# Palm Springs?



## uop1497 (Dec 9, 2014)

Hello,

We will visit Palm Spring this weekend. We make a reservation for two bedroom at Wyndham Indio. Unsure how the weather turn out . Maybe it will be more rain coming to California 

Can anyone please suggest what we can do there for a week.  Only DH and me on this trip, I am debating whether I should stay in PS for 4-5 nights and heading to Vegas for another 2-3 night before going home .

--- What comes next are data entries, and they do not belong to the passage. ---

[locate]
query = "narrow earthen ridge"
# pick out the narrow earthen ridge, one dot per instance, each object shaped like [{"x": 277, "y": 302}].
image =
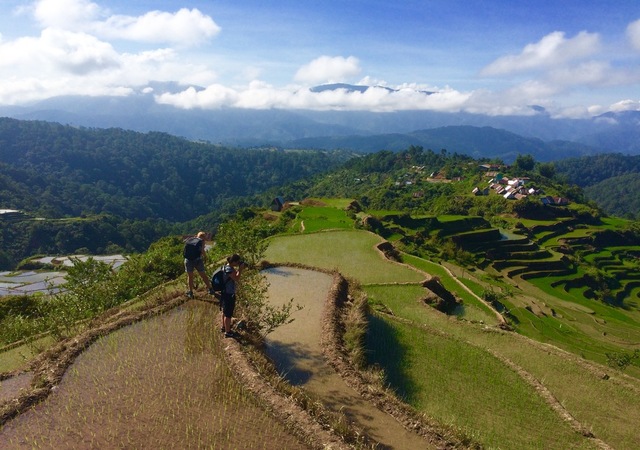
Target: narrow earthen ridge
[
  {"x": 49, "y": 367},
  {"x": 295, "y": 418},
  {"x": 383, "y": 400},
  {"x": 550, "y": 399}
]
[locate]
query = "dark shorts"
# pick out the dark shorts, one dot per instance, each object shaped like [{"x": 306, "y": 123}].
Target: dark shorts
[
  {"x": 197, "y": 264},
  {"x": 228, "y": 304}
]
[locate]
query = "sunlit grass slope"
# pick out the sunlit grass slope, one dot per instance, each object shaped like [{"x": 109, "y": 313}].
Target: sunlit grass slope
[
  {"x": 160, "y": 383},
  {"x": 353, "y": 253},
  {"x": 444, "y": 367}
]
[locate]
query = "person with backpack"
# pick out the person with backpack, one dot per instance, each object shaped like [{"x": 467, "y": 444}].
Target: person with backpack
[
  {"x": 232, "y": 272},
  {"x": 194, "y": 255}
]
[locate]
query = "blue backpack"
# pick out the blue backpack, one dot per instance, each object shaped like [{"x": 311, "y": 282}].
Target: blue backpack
[{"x": 218, "y": 280}]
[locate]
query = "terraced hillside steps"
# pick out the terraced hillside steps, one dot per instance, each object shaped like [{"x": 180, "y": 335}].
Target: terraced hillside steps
[{"x": 296, "y": 349}]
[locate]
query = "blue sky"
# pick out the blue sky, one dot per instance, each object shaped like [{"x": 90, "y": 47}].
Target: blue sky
[{"x": 575, "y": 58}]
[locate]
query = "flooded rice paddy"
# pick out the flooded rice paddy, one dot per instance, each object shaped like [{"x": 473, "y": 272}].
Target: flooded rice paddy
[
  {"x": 160, "y": 383},
  {"x": 296, "y": 350},
  {"x": 31, "y": 282}
]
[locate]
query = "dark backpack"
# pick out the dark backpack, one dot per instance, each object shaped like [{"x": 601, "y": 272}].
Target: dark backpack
[
  {"x": 192, "y": 248},
  {"x": 218, "y": 280}
]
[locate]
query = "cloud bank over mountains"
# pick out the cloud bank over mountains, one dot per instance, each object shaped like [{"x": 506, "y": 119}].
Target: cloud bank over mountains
[{"x": 80, "y": 47}]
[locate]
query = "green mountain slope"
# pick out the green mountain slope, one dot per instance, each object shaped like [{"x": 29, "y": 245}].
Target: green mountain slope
[{"x": 55, "y": 170}]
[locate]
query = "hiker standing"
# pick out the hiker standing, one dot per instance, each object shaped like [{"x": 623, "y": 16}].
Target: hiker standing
[
  {"x": 194, "y": 255},
  {"x": 232, "y": 271}
]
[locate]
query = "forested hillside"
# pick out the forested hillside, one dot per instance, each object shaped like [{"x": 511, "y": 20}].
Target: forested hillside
[
  {"x": 612, "y": 180},
  {"x": 55, "y": 171},
  {"x": 111, "y": 190}
]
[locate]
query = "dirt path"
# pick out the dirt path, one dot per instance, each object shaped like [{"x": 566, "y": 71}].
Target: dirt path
[{"x": 297, "y": 351}]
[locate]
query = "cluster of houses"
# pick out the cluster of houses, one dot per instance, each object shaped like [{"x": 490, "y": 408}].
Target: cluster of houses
[
  {"x": 10, "y": 215},
  {"x": 516, "y": 189}
]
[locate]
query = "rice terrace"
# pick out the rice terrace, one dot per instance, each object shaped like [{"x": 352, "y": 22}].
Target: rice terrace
[{"x": 389, "y": 347}]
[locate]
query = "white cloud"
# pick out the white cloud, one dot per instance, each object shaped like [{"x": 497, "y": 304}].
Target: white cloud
[
  {"x": 551, "y": 50},
  {"x": 328, "y": 69},
  {"x": 57, "y": 52},
  {"x": 185, "y": 27},
  {"x": 260, "y": 95},
  {"x": 625, "y": 105},
  {"x": 633, "y": 33}
]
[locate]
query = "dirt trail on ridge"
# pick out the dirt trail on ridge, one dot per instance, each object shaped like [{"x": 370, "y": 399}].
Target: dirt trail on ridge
[{"x": 297, "y": 352}]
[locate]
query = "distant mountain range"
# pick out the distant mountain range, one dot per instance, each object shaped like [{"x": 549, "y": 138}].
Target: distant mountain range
[{"x": 479, "y": 135}]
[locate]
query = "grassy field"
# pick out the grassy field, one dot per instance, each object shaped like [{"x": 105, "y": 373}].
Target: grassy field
[
  {"x": 466, "y": 387},
  {"x": 452, "y": 370},
  {"x": 167, "y": 376},
  {"x": 315, "y": 218},
  {"x": 425, "y": 344},
  {"x": 351, "y": 252},
  {"x": 473, "y": 309}
]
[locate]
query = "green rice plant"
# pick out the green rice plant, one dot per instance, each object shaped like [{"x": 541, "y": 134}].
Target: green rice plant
[
  {"x": 474, "y": 309},
  {"x": 454, "y": 382},
  {"x": 353, "y": 253},
  {"x": 316, "y": 218},
  {"x": 158, "y": 383}
]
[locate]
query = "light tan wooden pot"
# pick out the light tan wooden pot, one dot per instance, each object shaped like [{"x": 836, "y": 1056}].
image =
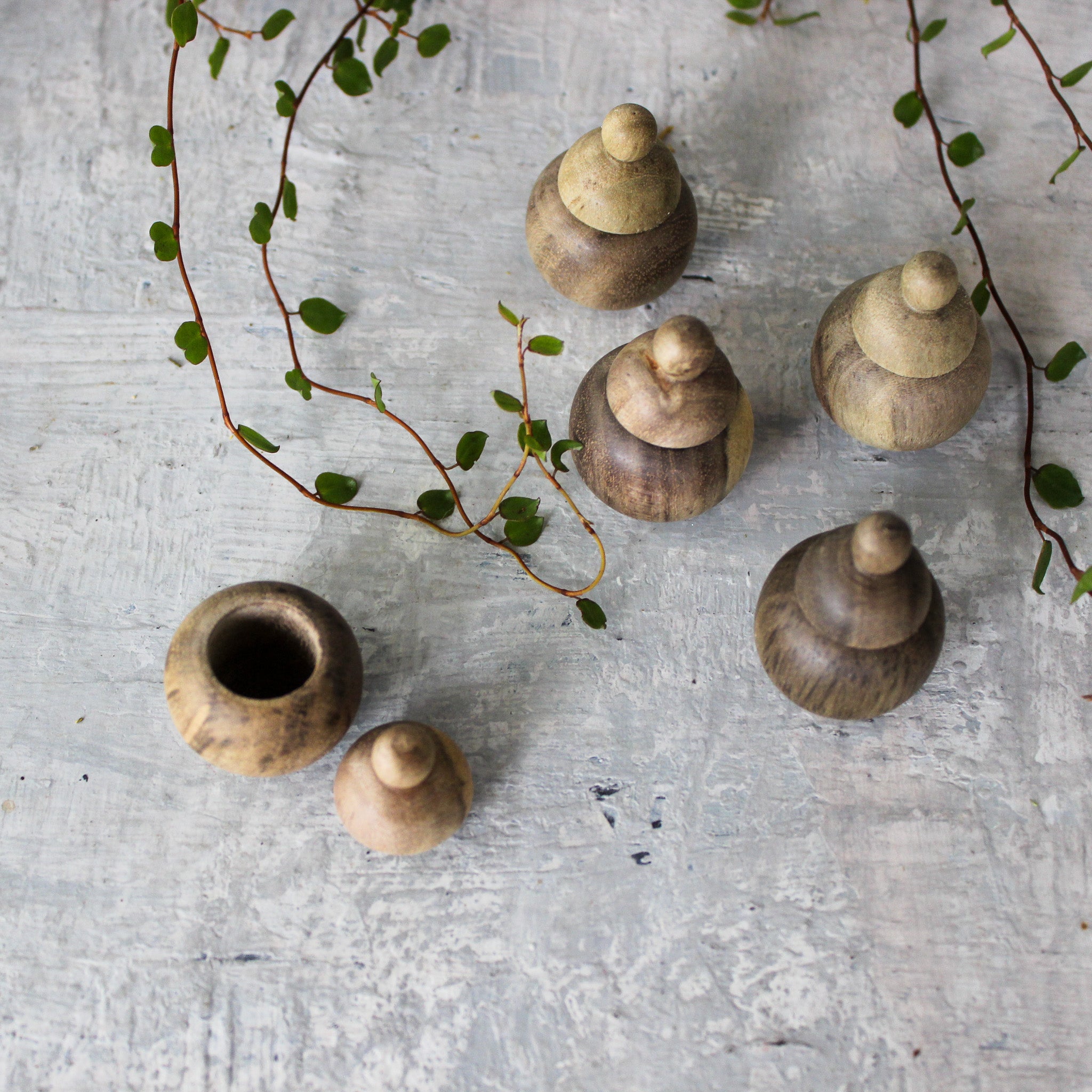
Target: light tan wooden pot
[
  {"x": 403, "y": 789},
  {"x": 263, "y": 678}
]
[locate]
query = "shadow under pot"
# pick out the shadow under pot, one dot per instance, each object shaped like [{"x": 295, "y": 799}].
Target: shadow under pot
[
  {"x": 612, "y": 223},
  {"x": 667, "y": 426},
  {"x": 901, "y": 359},
  {"x": 850, "y": 624},
  {"x": 263, "y": 678}
]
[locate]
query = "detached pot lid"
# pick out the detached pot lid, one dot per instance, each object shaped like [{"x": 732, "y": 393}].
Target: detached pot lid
[
  {"x": 917, "y": 320},
  {"x": 621, "y": 178},
  {"x": 673, "y": 387}
]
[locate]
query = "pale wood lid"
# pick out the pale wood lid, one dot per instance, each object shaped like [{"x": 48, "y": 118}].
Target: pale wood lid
[
  {"x": 621, "y": 178},
  {"x": 673, "y": 387},
  {"x": 917, "y": 320},
  {"x": 865, "y": 585}
]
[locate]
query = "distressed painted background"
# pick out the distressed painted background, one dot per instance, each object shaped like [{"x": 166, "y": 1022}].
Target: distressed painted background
[{"x": 671, "y": 878}]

If you know the short cut from Palm Spring to Vegas, please share.

Thank you !!!!!!!!!


----------



## billwright1 (Dec 9, 2014)

There is lots to do in the Palm Springs area:
Some Recommendations about Palm Springs, California

We stay in Palm Springs, CA in early November because we like the weather there at that time of year. Jan to March is nice, but there could be a little rain or clouds. Palm Springs is a “village” in the Coachella Valley that also includes Palm Desert, Cathedral City, Indio, La Quinta, Rancho Mirage. The whole valley is marketed as Palm Springs, but the other cities are similar in attractions and weather. It is a desert area surrounded on three sides by three separate mountain ranges.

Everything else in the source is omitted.